From an underwriting perspective, the well-run, well-managed, well-documented liquor establishment is the “sweet spot,” Folick added. “Underwriters look at these liquor risks and one of the big identifiers as to whether they want to write them or not is, are they well-run?”

Another underwriting consideration is, “do you have a mechanical bull? Do you have activities on the premise that are inherently dangerous when combined with alcohol? That’s what the questionnaires mine for.”

Brokers also have a role to play. The first step is recognizing that their insureds have this exposure. Sophisticated entities like restaurant chains understand this risk, but how about a small pub at the 18th hole of a golf course with a staff of five? “Are you training your staff how to properly serve?” Folick asked. “Did the broker find out how much your liquor sales are next to food? Does the broker understand that this is part of a large entity and maybe there needs to be an additional named insured under their policy?”

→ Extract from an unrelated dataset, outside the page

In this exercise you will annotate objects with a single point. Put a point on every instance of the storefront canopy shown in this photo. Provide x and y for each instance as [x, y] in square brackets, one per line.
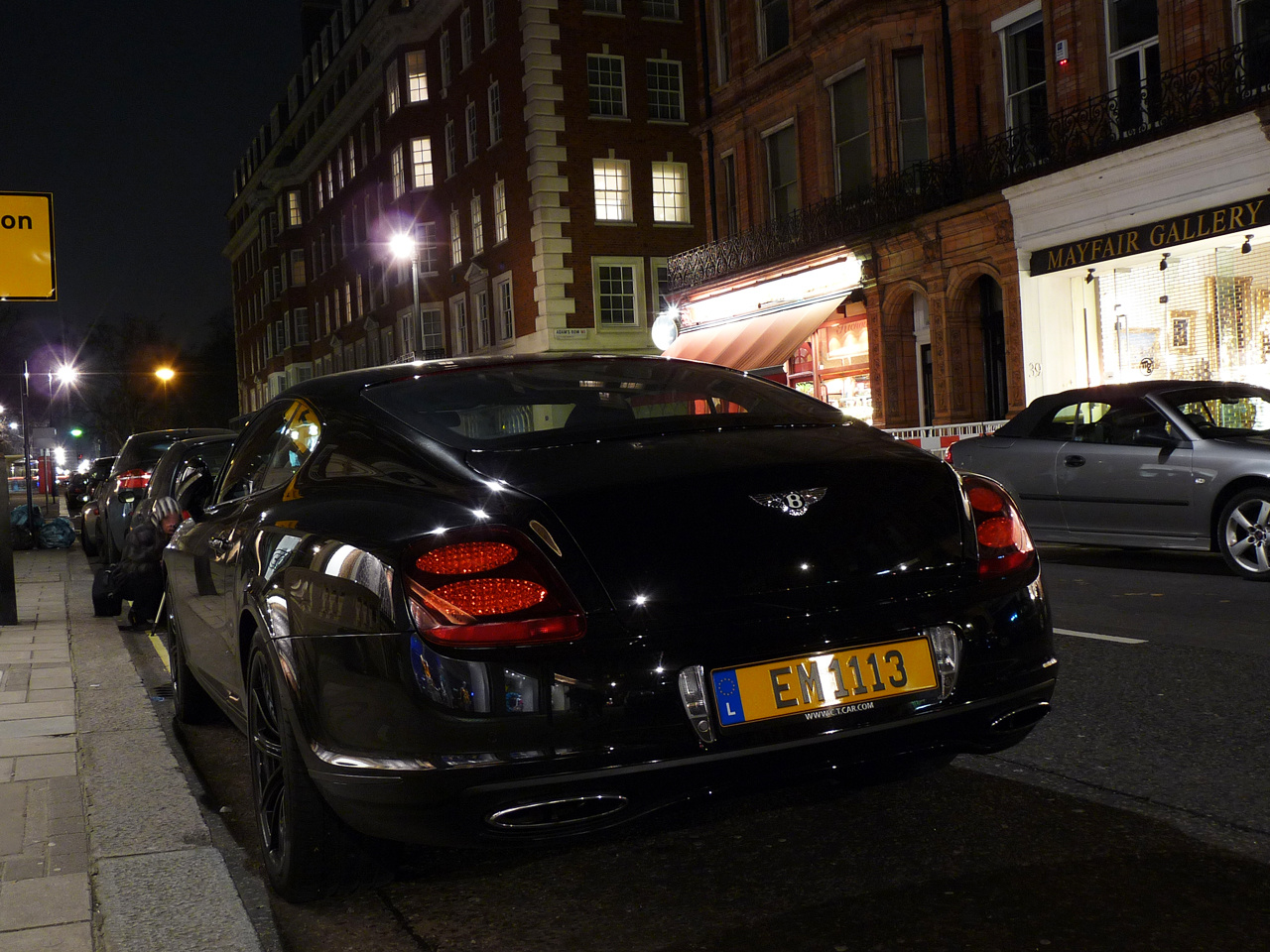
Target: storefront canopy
[757, 340]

In other words, where liquor is sold needs to be properly identified and conveyed onto underwriters. Once this liquor risk is brought to the attention of underwriters, the last piece is coverage limits.

Whenever there is a significant motor vehicle accident, entities like bars can get pulled into legal cases because drivers are carrying inadequate auto insurance, Folick explained. So the accident victim can be looking for somewhere else to seek recovery, especially on a “joint and several” liability basis.

This type of liability allows a plaintiff to recover damages from any of the defendants regardless of their individual share of liability. For example, if a plaintiff sues two defendants, one of whom is 90% liable but bankrupt and the other is only 10% liable but solvent, the latter may be required to pay 100% of the damages. “So adequate limits from a broker standpoint is absolutely critical,” Folick said.